Maximum ELO gain per test game played?

Laskos · Post by **Laskos** » Mon Apr 20, 2015 11:22 pm

Zenmastur wrote:
Is there any significance to the funny looking kink at the top left of the second graph?

No, I guess it encountered some limit of 0/0 or similar. I increased the precision, and it looks normal:

From looking at the graphs it appears that if the ratio is 9 to 1 in favor of a patch being rejected then the CI should be something like 98% (or higher it's hard to tell the exact value from looking at the graph ) not 95%. But I'm still curious about using an asymmetrical CI. If it's not too complicated would it be possible for you to try to optimize the efficiency while allowing each tail to assume a value independent of the other tail? E.G. for a 95% CI both tales are usually 0.025 wide instead I'm thinking that with a highly skewed acceptance ratio, like 10%, accepting 1% of bad patches while rejecting 4% of good patches would produce greater efficiency. I'm sure 1% and 4% aren't the right numbers but it would be nice to know how much more efficient an optimized pair would be.

Regards,

Zen

Probably I can do that, maybe tomorrow. I will need 3D contour plots, and need to see if Mathematica solves numerically what is needed.

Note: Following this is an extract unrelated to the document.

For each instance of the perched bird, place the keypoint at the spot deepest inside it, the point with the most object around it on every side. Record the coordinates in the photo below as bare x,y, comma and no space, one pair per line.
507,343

bob · Post by **bob** » Tue Apr 21, 2015 4:03 am

You can run 5x as many tests, yes. But one of every 4 will be a bogus result. Doesn't sound like a good trade to me. There is no way to cheat here. If you make a change that is +100 Elo, you might get by with a few hundred or a couple of thousand games. But for the more usual +4 or so Elo changes, 30K games is a minimum. Painful but unavoidable. If you short-cut, you get chaos. A bad change passes, then the next test looks bad because that bad change more than offsets the good change you just added, and the errors compound.

Desperado · Post by **Desperado** » Tue Apr 21, 2015 8:50 am

bob wrote:You can run 5x as many tests, yes. But one of every 4 will be a bogus result. Doesn't sound like a good trade to me. There is no way to cheat here. If you make a change that is +100 Elo, you might get by with a few hundred or a couple of thousand games. But for the more usual +4 or so Elo changes, 30K games is a minimum. Painful but unavoidable. If you short-cut, you get chaos. A bad change passes, then the next test looks bad because that bad change more than offsets the good change you just added, and the errors compound.

Hello,

just a very dumb question without any formulars. Doesn't this logic apply in 2 directions ? Eg: if you measure +5 Elo, you might really have +1 but you also can have +9. Isn't there a balance in a long run ? Now, with long run i mean measuring different features and to keep positive results always.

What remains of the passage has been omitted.